La dame le saisit par la manche :
« Allons ! au poste ! N’as-tu pas lu l’arrêté sur la spéculation enfantine ? Tu es illettré ? Allons voir tes parents ! »
Le garçon résiste ; elle le tire.
Grichka s’enfuit.
Il avait failli se mêler d’une affaire ! Bienheureux encore que la dame fût maladroite : elle aurait bien emmené les deux !

***

Quelle triste journée !
Déjà, le jour tombe ; le ciel devient triste. Il ne reste au couchant qu’une clarté rose et gaie, mais qui ne réchauffe pas.

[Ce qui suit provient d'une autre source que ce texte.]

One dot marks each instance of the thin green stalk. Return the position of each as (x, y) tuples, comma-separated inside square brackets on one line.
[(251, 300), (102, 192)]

Les gens se hâtent de rentrer à la maison. Le vent siffle plus fort… Grichka trébuche. Rien à faire pourtant : il se dirige lentement vers le cimetière qui se trouve dans les terrains vagues entre la gare et la ville. Ce cimetière est entouré de hauts murs de pierre, mais la porte ne ferme pas.
Les arbres y gémissent. Par-ci, par-là, persistent quelques taches de neige. Les nuits sont fraîches, mais il fait plus chaud dans un trou au coin du mur. Deux fois même ils ont osé faire du feu ; mais c’est risqué car on pourrait les découvrir.
Grichka venait en soupirant, mais la gaîté l’y attendait. Les gars avaient fait la chasse à la nourriture et ils avaient réservé la part de Grichka.